Wall Street Journal Thinks Maybe John Mogan Didn’t Rob That Bank After All

Wall Street Journal Thinks Maybe John Mogan Didn’t Rob That Bank After All

Oh, dear God.

It’s difficult to know exactly where to begin when picking apart “The Jim Carry Cover-Up“, an opinion piece published late Thursday in the Wall Street Journal.

The thrust of the piece – which I encourage you to read for yourself – is that Jeff Sessions probably wasn’t colluding with the Russians in an attempt to do the Trump campaign a solid when he met with Russian ambassador Sergei Kislyak last September.

Why was that meeting likely not (more) damning evidence of interference by Moscow in the US election? Well because, to quote the Journal, “surely [Sessions] knew someone would discover a meeting in his Senate office, which isn’t exactly a drop-site in the Virginia suburbs, and the meeting in Cleveland had multiple witnesses.”

So basically, Sessions would have had to be an idiot to think no one would go back and point to those meetings as possible evidence of collusion.

The Journal goes on to note that “like former National Security Adviser Michael Flynn not telling Vice President Mike Pence about his meeting with the ambassador, this is a case of dumb and dumber.”

Right. But just because these two halfwits are f*cking stupid, doesn’t mean we should assume that they didn’t do anything shady. Especially when the balance of evidence clearly suggests they did.

What evidence, you ask? Well, the fact that both Flynn and Sessions lied about their contact with the Russians, for one thing.
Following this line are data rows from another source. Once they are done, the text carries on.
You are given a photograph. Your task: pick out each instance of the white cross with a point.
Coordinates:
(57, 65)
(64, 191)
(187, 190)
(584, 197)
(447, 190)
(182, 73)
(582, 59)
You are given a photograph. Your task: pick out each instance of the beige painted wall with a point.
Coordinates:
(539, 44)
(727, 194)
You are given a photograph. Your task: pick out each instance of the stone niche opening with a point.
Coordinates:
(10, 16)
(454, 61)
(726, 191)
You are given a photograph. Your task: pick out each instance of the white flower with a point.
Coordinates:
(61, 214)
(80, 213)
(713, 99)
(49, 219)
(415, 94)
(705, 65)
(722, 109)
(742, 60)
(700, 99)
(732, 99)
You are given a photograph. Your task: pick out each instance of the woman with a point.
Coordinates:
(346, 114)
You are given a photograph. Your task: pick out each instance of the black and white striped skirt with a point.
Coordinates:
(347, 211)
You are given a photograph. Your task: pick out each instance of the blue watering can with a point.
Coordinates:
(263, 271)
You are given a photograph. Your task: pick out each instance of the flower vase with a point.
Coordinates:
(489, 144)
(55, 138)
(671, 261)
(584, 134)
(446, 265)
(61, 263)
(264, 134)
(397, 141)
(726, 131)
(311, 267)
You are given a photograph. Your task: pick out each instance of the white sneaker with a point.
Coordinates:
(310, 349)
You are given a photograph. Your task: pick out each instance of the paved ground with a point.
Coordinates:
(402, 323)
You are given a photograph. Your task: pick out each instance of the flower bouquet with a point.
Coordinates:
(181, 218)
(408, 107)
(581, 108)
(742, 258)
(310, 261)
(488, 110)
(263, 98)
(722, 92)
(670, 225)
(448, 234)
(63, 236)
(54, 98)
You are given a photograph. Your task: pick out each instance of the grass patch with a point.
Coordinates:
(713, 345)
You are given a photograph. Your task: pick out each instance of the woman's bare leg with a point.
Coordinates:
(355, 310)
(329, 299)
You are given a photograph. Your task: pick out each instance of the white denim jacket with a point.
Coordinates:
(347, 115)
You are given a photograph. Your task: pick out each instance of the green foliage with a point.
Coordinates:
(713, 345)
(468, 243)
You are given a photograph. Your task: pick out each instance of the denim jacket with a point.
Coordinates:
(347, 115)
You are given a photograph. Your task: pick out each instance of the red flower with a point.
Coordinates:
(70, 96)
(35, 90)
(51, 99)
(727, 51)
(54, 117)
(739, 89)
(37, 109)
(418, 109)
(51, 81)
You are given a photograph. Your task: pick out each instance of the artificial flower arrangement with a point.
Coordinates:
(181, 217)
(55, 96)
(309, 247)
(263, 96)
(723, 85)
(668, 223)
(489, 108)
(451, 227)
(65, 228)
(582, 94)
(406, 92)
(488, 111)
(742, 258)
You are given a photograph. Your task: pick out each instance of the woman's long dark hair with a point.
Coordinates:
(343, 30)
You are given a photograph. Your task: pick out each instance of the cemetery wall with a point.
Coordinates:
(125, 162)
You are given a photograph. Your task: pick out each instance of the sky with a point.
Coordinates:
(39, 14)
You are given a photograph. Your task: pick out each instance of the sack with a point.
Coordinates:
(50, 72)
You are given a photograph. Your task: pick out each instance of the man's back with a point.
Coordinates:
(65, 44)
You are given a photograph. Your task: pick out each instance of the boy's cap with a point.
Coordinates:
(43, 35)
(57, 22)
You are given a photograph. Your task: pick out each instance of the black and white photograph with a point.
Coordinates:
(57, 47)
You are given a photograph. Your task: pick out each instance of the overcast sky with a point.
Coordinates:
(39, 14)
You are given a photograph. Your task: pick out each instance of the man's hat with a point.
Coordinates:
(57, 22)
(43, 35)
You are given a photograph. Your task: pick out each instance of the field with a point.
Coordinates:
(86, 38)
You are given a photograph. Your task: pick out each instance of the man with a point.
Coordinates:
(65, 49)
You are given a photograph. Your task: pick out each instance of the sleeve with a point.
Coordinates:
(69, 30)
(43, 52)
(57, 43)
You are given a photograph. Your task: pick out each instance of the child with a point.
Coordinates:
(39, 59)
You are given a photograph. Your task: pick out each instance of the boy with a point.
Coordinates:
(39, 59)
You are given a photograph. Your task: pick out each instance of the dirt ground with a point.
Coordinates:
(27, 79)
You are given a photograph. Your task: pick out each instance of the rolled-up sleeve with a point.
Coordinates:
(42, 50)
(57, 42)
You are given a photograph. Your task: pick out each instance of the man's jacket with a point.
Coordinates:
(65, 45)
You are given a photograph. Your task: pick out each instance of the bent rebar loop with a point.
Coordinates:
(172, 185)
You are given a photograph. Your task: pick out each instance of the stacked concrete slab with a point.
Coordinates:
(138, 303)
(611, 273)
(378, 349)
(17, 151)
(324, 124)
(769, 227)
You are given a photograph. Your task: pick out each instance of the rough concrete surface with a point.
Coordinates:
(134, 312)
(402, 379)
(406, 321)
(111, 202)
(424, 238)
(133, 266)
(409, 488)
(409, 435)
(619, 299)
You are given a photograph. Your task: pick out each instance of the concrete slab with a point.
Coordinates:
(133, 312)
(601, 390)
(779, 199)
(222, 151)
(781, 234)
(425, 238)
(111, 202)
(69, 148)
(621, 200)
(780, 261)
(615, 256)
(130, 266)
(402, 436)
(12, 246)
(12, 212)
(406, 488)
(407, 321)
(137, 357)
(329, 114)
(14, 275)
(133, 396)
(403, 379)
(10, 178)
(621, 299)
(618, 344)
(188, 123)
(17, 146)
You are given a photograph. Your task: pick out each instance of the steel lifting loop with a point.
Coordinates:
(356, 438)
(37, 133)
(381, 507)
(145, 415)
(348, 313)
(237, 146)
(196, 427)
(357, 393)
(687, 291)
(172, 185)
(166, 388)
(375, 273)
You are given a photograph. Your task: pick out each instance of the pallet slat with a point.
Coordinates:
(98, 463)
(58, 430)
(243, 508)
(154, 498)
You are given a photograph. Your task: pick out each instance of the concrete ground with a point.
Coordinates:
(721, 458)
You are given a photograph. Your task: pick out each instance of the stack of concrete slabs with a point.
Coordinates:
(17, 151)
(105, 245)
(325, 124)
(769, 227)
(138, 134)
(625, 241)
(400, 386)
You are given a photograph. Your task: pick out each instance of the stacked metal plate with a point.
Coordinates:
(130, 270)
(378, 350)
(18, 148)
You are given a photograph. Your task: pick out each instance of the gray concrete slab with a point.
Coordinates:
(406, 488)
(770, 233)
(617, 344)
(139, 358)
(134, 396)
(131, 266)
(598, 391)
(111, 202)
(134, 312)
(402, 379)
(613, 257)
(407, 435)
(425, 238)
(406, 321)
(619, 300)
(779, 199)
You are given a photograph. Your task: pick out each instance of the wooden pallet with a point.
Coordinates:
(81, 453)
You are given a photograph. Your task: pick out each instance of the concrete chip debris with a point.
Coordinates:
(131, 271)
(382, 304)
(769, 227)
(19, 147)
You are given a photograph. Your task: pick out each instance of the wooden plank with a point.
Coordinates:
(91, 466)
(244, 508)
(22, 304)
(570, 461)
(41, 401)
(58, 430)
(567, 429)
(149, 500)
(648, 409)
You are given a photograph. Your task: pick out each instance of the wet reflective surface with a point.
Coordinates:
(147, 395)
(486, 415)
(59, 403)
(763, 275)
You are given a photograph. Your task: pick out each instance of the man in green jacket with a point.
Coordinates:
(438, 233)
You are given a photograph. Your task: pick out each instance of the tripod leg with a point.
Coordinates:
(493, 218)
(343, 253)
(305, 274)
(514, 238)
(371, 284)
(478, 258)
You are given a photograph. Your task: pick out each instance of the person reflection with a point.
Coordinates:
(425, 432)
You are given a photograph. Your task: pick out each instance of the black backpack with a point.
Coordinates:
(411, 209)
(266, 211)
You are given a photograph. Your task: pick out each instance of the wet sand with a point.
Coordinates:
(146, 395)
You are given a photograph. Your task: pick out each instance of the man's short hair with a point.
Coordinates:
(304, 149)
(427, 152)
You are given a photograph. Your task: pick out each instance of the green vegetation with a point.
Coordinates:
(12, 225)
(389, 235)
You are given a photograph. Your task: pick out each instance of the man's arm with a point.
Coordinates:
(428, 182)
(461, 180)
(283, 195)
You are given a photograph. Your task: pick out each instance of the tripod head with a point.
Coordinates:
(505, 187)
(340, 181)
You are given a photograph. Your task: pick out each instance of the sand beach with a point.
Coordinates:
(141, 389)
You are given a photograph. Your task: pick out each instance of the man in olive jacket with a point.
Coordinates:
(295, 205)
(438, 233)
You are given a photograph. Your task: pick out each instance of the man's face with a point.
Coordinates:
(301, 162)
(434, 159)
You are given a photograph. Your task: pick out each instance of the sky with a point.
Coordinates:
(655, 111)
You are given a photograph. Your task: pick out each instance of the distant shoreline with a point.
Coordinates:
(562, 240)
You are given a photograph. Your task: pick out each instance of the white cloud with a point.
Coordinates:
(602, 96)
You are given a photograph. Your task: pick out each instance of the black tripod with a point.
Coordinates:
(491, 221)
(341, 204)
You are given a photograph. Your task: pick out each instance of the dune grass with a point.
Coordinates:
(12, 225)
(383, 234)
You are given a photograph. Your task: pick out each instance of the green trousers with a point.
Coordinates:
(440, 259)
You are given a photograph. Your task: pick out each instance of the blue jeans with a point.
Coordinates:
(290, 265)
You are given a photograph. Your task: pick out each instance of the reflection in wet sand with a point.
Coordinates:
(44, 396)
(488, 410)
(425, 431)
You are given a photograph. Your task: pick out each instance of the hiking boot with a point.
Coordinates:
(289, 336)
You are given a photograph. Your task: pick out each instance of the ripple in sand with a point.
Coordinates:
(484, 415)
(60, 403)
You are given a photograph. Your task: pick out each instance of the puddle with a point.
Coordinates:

To be fair, the Journal acknowledges this and indeed that’s the whole point of the article, but when you read the piece it kind of feels like maybe the author is trying to pull a “me or your lyin’ eyes” on readers.

That is, yes, we all saw Sessions commit perjury in his confirmation hearing, but because it would be incredibly stupid for him to assume that no one was going to go back and check on things, he’s probably innocent.

Again, the piece doesn’t come out and say that, but I challenge you to come up with an interpretation that’s materially different after reading it.

So I guess my question is this: should we have assumed John E. Mogan II probably didn’t rob a bank in Ashville, Ohio on August 24, 2015?

After all, it would pretty goddamn stupid to rob a bank and then post a picture of yourself eating the money you stole on Facebook:


That’s John, and as Lt. Dale Parish of the Pickaway County Sheriff’s Office noted at the time that picture was posted to social media, “good decision-making isn’t his strong suit.”

Bad decision making is one thing, but robbing a bank and posing with the money on Facebook is entirely another and by the Journal’s logic, we should, if anything, probably interpret that picture as evidence that Mogan didn’t rob the bank.

Of course, just like new reports that Jared Kushner also met with Kislyak last year seem to suggest that the Sessions and Flynn contact was no coincidence, the fact that, just one month before the above-mentioned bank robbery took place, John Mogan had been released from prison where he served time for bank robbery certainly seems to suggest that he did indeed rob the bank.

But again, the Facebook pictures say different. Because like Sessions lying in his confirmation hearing, there’s no way John would have been that stupid had he really done it…



3 thoughts on “Wall Street Journal Thinks Maybe John Mogan Didn’t Rob That Bank After All

  1. In a race between stupid and crooked stupid usually wins by a nose. That doesn’t mean crooked didn’t run a good race.

  2. Forgive my mishit on the enter key.
    I read today that it is not unusual for Someone like Kislyak to meet with candidates. Yet he didn’t meet with Hilary. So if he was preparing for eventualities at a time no one gave Trump a chance, but didn’t meet with Hilary when everyone thought she was going to win, what eventuality was he preparing for?